Identifying arsenic biomarkers could protect vulnerable populations from arsenic toxicity

MSc student aims to identify products of arsenic in biological samples to better understand how people metabolized it differently.

By STEPHENY ZANI - 13 October 2020

What would you do if your main source of drinking water was the cause of your illness? For many decades people from Southeast Asia and other regions who rely on groundwater have faced serious health problems related to arsenic toxicity.

Jagdeesh Uppal, MSc student in the Department of Laboratory Medicine & Pathology at the University of Alberta, is working to understand how arsenic is metabolized in the human body and find biomarkers of arsenic toxicity. He intends to identify markers that make a population vulnerable to arsenic’s detrimental effects, opening the gates for preventative actions. Uppal received the 2020 Izaak Walton Killam award to support his research, which draws on urine samples from participants in Bangladesh. The project, conducted under the supervision of Chris Le, director of the Analytical and Environmental Toxicology Division in the Faculty of Medicine & Dentistry, is an international collaboration with the University of Chicago.

Arsenic is naturally occurring, but high concentrations of arsenic in groundwater is a serious public health concern. It is found to be above the recommended threshold by the World Health Organization (WHO) in more than 50 countries, including India and Bangladesh. Human contamination typically occurs through the use of water for drinking and cooking.

Long-term exposure to high levels of arsenic is associated with severe consequences, such as cancer, cardiovascular diseases and skin lesions. According to Uppal, people react differently to arsenic toxicity, showing a range of clinical symptoms.
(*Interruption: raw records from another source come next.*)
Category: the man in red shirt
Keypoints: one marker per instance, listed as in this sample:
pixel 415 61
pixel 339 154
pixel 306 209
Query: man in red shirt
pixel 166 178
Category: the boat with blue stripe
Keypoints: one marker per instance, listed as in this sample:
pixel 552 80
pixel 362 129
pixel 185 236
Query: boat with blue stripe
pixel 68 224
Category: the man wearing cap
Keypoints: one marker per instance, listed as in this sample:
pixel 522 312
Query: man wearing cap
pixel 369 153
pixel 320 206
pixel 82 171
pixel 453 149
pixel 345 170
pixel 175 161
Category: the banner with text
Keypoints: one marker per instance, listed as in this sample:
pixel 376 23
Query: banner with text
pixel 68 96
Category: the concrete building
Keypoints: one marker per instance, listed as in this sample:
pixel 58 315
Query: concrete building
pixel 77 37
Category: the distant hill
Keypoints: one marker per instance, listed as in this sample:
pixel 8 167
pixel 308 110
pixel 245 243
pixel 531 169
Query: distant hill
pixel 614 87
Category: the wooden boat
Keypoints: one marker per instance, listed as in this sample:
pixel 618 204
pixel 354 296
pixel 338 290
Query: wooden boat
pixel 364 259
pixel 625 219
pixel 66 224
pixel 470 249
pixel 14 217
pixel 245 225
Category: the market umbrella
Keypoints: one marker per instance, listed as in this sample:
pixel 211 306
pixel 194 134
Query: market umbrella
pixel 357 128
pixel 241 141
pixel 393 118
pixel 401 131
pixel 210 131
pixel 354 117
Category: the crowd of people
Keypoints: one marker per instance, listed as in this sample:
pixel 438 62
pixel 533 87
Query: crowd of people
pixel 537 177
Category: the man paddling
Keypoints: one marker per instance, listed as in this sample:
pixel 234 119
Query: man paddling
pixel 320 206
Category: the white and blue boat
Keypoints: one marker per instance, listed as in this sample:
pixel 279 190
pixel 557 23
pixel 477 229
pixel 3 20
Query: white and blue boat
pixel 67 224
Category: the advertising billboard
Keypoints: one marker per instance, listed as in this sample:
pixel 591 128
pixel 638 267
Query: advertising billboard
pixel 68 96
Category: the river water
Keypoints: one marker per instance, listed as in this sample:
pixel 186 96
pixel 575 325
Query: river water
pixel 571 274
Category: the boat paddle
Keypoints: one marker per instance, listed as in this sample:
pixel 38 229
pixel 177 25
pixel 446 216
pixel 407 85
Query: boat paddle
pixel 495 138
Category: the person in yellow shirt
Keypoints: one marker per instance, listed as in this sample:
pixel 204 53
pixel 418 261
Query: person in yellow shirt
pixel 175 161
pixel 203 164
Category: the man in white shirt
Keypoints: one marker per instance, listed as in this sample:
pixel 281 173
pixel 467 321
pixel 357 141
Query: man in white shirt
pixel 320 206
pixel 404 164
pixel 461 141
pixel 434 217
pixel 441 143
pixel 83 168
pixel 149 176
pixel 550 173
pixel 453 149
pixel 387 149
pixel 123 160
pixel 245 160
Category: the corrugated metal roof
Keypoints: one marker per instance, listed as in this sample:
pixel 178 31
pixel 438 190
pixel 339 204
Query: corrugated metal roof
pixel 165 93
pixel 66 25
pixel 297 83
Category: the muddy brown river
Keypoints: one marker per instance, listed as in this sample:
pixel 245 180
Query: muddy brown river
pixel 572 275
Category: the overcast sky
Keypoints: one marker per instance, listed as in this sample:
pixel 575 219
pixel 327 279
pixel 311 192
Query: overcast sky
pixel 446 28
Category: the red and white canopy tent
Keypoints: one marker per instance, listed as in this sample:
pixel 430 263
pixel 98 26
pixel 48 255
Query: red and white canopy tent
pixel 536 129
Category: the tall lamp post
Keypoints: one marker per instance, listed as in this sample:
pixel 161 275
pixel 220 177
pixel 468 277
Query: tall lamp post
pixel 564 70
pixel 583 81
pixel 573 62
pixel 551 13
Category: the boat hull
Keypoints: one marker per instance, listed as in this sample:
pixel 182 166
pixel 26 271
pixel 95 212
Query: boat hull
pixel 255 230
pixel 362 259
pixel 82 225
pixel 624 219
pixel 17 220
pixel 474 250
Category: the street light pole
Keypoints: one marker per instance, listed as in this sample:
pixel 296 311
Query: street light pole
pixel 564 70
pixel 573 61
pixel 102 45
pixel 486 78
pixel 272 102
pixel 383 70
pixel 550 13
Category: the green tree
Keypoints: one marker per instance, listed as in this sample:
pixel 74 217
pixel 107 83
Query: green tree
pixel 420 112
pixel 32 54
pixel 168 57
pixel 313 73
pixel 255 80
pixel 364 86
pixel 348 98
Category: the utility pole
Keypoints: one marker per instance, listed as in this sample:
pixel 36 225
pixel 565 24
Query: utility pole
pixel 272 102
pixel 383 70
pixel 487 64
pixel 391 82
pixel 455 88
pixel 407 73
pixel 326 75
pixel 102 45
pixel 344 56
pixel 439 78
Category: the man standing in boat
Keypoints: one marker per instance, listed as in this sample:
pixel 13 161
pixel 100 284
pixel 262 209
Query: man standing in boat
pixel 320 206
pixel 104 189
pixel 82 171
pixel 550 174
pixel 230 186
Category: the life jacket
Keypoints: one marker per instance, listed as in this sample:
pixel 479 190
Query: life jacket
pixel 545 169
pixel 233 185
In fact, for genetic reasons, populations exposed to large amounts of arsenic for many generations can metabolize it into less toxic forms.

"If we can characterize its metabolites in urine, it will enable us to identify and protect the health of people that are most susceptible to illnesses related to arsenic exposure,” says Uppal. “In addition, it will give us a better understanding about the relationship between susceptibility to arsenic toxicity and how it is metabolized.”

Although the arsenic-metabolizing capacity of several populations has already been characterized, Uppal believes it’s important to go a step further, finding and highlighting the derivatives of the process.

“Once the means to identify the more susceptible populations are in place, such as characterizing the type and amount of arsenic metabolites in their urine, we can mediate and prevent them from being exposed to large amounts of arsenic.” Uppal says.

Uppal, who was recently accepted into medical school at Queens University, appreciates how research contributes to better clinical care and is excited to incorporate research into his daily practice in the future.

Jagdeesh Uppal and his project are supported by the Killam Trusts, Alberta Innovates, Natural Sciences and Engineering Research Council of Canada, Canadian Institutes of Health Research, Alberta Health, John and Patricia Schlosser Environment scholarship and the Andrew Stewart Memorial Graduate Prize.